Web lists-archives.com

[PATCH] convert: avoid malloc of original file size

From: Joey Hess <id@xxxxxxxxxx>

We write the output of a "clean" filter into a strbuf. Rather than
growing the strbuf dynamically as we read its output, we make the
initial allocation as large as the original input file. This is a good
guess when the filter is just tweaking a few bytes, but it's disastrous
when the point of the filter is to condense a very large file into a
short identifier (e.g., the way git-lfs and git-annex do). We may ask to
allocate many gigabytes, causing the allocation to fail and Git to

Instead, let's just let strbuf do its usual growth.

When the clean filter does output something around the same size as the
worktree file, the buffer will need to be reallocated until it fits,
starting at 8192 and doubling in size. Benchmarking indicates that
reallocation is not a significant overhead for outputs up to a
few MB in size.

Signed-off-by: Joey Hess <id@xxxxxxxxxx>
Signed-off-by: Jeff King <peff@xxxxxxxx>
This is a resurrection of the patch from:


It got stalled on discussion of the commit message, which I've rewritten
here to match the suggestions in the thread.

As discussed there, I do think this only solves half the problem, as the
smudge filter has the same issue in reverse. That's more complicated to
fix, and AFAIK nobody is working on it. But I don't think there's any
reason not to pick up this part in the meantime.

 convert.c | 2 +-
 1 file changed, 1 insertion(+), 1 deletion(-)

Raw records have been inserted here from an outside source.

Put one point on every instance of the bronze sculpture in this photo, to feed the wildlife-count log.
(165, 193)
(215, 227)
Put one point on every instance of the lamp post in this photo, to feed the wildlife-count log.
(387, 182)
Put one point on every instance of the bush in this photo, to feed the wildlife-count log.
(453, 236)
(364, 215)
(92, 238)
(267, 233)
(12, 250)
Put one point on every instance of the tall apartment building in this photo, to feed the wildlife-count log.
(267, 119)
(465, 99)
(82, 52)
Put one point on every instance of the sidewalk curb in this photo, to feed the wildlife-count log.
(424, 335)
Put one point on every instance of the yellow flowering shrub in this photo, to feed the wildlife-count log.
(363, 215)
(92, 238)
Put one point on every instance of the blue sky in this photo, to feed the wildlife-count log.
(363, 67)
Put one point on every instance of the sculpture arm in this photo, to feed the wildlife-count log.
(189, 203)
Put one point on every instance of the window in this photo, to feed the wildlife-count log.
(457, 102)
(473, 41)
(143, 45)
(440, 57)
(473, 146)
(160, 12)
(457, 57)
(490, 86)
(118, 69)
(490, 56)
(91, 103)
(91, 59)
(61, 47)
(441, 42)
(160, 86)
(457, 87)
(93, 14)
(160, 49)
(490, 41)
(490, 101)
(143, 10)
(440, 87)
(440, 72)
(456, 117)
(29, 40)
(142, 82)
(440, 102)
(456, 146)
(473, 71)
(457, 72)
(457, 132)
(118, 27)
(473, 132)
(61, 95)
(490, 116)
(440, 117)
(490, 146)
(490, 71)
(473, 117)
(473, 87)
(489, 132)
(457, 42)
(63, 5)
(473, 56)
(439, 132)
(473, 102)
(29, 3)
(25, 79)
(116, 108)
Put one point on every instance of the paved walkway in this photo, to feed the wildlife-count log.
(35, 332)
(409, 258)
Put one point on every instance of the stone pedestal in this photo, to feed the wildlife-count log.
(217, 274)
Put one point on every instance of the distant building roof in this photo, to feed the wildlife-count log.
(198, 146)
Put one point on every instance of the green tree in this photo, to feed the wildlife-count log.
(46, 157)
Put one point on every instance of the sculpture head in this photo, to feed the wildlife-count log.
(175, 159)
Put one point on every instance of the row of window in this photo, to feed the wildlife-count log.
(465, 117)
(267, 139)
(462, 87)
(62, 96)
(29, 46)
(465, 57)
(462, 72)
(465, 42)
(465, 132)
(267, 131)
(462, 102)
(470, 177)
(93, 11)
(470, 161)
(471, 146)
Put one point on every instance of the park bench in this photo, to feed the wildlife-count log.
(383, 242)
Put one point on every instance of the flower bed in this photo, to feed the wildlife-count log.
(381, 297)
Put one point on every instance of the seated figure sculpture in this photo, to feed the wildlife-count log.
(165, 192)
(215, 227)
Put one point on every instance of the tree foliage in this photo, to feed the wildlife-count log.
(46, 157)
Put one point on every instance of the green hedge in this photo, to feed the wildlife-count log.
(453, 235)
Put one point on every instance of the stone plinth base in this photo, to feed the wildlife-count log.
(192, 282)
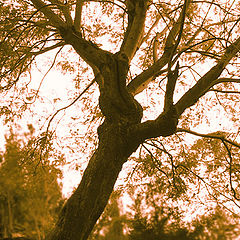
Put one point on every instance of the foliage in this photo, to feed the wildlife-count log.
(30, 195)
(162, 68)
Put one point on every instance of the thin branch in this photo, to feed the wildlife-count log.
(209, 135)
(230, 170)
(69, 105)
(53, 18)
(224, 91)
(78, 15)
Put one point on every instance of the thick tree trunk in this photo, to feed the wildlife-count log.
(87, 203)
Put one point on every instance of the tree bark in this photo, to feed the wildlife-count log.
(85, 206)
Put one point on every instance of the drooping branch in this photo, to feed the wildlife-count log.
(208, 80)
(171, 83)
(230, 170)
(140, 82)
(210, 135)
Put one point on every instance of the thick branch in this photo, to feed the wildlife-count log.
(140, 82)
(55, 20)
(90, 52)
(208, 80)
(165, 125)
(210, 135)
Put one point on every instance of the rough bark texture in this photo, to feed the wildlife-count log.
(122, 131)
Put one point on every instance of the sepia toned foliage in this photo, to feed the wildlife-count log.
(162, 71)
(30, 195)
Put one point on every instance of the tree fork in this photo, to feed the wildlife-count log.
(87, 203)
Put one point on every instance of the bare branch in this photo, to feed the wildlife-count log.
(69, 105)
(230, 170)
(65, 10)
(78, 15)
(208, 80)
(171, 83)
(55, 20)
(136, 19)
(140, 82)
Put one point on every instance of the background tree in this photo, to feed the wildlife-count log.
(29, 190)
(183, 53)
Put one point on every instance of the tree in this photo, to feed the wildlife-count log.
(168, 42)
(30, 195)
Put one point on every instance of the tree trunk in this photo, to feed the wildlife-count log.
(87, 203)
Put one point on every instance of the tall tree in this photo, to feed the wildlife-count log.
(163, 39)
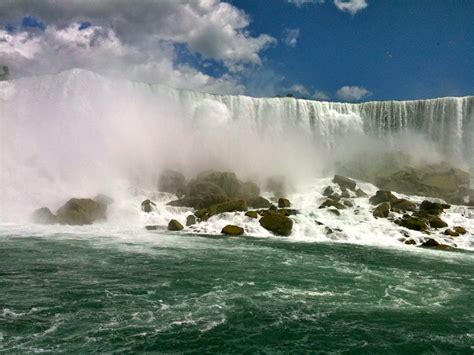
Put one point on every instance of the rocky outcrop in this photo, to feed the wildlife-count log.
(231, 229)
(80, 211)
(277, 224)
(174, 226)
(172, 181)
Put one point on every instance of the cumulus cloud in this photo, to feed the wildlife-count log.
(352, 93)
(291, 36)
(351, 6)
(141, 40)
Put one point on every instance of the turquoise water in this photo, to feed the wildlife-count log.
(174, 293)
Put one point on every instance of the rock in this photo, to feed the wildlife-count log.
(174, 225)
(252, 214)
(382, 196)
(382, 210)
(348, 203)
(277, 224)
(433, 208)
(460, 230)
(172, 181)
(328, 191)
(334, 211)
(284, 202)
(331, 203)
(44, 216)
(413, 223)
(402, 204)
(229, 206)
(104, 199)
(277, 185)
(80, 211)
(147, 206)
(344, 183)
(431, 243)
(190, 220)
(436, 222)
(258, 202)
(231, 229)
(451, 233)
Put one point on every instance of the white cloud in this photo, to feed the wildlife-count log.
(302, 2)
(351, 6)
(352, 93)
(291, 36)
(320, 95)
(299, 89)
(139, 39)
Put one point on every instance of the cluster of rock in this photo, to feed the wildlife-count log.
(212, 193)
(76, 211)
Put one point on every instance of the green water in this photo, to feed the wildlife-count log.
(168, 293)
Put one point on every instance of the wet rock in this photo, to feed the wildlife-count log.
(231, 229)
(382, 196)
(433, 208)
(190, 220)
(252, 214)
(402, 204)
(147, 206)
(229, 206)
(277, 224)
(258, 202)
(382, 210)
(172, 181)
(44, 216)
(81, 211)
(413, 223)
(328, 191)
(344, 183)
(174, 226)
(283, 202)
(331, 203)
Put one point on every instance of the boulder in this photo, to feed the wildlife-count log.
(331, 203)
(283, 203)
(277, 224)
(172, 181)
(344, 183)
(174, 225)
(80, 211)
(190, 220)
(382, 210)
(382, 196)
(258, 202)
(413, 223)
(403, 205)
(44, 216)
(231, 229)
(252, 214)
(229, 206)
(147, 206)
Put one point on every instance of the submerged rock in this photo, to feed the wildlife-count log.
(231, 229)
(147, 206)
(344, 183)
(283, 203)
(44, 216)
(229, 206)
(80, 211)
(174, 225)
(277, 224)
(382, 210)
(172, 181)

diff --git a/convert.c b/convert.c
index 5d0307fc10..94ff837649 100644
--- a/convert.c
+++ b/convert.c
@@ -731,7 +731,7 @@ static int apply_single_file_filter(const char *path, const char *src, size_t le
 	if (start_async(&async))
 		return 0;	/* error was already reported */
-	if (strbuf_read(&nbuf, async.out, len) < 0) {
+	if (strbuf_read(&nbuf, async.out, 0) < 0) {
 		err = error(_("read from external filter '%s' failed"), cmd);
 	if (close(async.out)) {